IELTS
IELTS Writing Checker: What Actually Gives You Useful Feedback
Not all writing feedback is equal. Here is what the official IELTS rubric actually measures, and why the source of your feedback matters for your band score.
8 min read · 19 May 2026
When IELTS candidates search for a writing checker, they usually want one thing: to know if their essay would pass their target band. The tools they find range from basic grammar checkers to AI chatbots to human tutors. The differences in usefulness are significant.
What IELTS writing is actually scored on
The official IELTS writing rubric has four criteria: Task Achievement (did you fully address the question?), Coherence and Cohesion (does your argument flow logically?), Lexical Resource (range and accuracy of vocabulary), and Grammatical Range and Accuracy (sentence variety and correctness). Each criterion is scored 0–9 in 0.5 increments. Your overall Writing band is the mean of the four scores, rounded to the nearest 0.5.
Why grammar checkers are limited for IELTS
Tools like Grammarly correct spelling errors and flag awkward constructions. This is useful for general writing, but IELTS marking is not primarily about avoiding errors — it is about demonstrating range. A candidate who uses only simple, error-free sentences will score lower than one who uses complex structures occasionally, even if the complex ones contain minor errors. Grammar checkers cannot tell you that your sentence structures are too repetitive.
What ChatGPT and generic AI tools get wrong
ChatGPT can identify some structural issues and suggest better vocabulary. The problems are: it does not apply the official IELTS rubric consistently, it does not know what band score your response would receive, and it cannot tell you which specific sentences are costing you marks. When you ask ChatGPT 'is this a Band 6.5 essay?', the answer is a guess. It has no training on official IELTS examiner commentary or band descriptors at a granular level.

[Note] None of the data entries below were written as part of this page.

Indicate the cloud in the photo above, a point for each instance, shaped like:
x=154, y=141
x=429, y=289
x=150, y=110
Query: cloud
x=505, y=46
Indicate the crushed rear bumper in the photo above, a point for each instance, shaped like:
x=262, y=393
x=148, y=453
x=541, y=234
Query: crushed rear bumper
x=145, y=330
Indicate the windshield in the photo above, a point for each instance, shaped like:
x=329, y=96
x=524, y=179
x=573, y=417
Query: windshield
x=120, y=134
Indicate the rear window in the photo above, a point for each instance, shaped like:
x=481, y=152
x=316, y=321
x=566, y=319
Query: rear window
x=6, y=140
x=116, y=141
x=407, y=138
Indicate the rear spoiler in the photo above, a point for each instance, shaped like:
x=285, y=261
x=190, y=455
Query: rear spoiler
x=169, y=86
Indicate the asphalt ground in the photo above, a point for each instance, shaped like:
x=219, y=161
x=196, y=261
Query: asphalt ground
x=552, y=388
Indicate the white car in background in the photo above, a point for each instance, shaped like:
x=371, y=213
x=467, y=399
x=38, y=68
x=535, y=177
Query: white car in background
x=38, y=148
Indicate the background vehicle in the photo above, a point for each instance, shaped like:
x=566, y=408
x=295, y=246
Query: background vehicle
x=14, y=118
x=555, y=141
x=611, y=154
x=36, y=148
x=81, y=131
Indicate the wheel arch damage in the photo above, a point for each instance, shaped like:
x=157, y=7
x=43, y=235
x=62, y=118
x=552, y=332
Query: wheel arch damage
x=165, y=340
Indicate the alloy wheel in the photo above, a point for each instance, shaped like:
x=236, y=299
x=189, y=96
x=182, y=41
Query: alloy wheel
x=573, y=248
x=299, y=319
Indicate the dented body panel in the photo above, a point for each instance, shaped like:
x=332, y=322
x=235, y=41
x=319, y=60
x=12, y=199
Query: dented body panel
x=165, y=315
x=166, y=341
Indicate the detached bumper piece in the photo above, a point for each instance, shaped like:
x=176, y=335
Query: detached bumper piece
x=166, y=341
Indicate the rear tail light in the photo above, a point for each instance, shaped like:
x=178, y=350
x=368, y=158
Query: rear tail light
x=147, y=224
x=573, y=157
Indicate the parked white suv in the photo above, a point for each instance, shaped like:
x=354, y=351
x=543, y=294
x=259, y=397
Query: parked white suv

What examiner-calibrated feedback looks like
Useful IELTS writing feedback identifies the band score for each criterion, not just overall. It quotes a specific sentence from your essay and explains exactly why it would lose marks. It distinguishes between Task Achievement errors (wrong interpretation of the question) and Coherence errors (correct content but poorly sequenced). It shows what Band 7 looks like for the same argument you made.
- Task Achievement: Did the essay address all parts of the question? Is the position clear and consistently maintained?
- Coherence: Are body paragraphs organised around one central idea? Are cohesive devices used naturally rather than mechanically?
- Lexical Resource: Is vocabulary varied? Are collocations accurate? Are there word-form errors?
- Grammar: Are complex structures attempted? Do errors impede meaning or just create minor inaccuracies?
A realistic approach before your exam
If your exam is more than two weeks away, submit three to five essays for feedback. Identify which criterion is consistently lowest. Focus practice on that criterion. If coherence is weak, practise one-idea-per-paragraph structure. If vocabulary is limited, read IELTS model essays and note collocations. If grammar is holding you back, identify your most common error type and drill it specifically.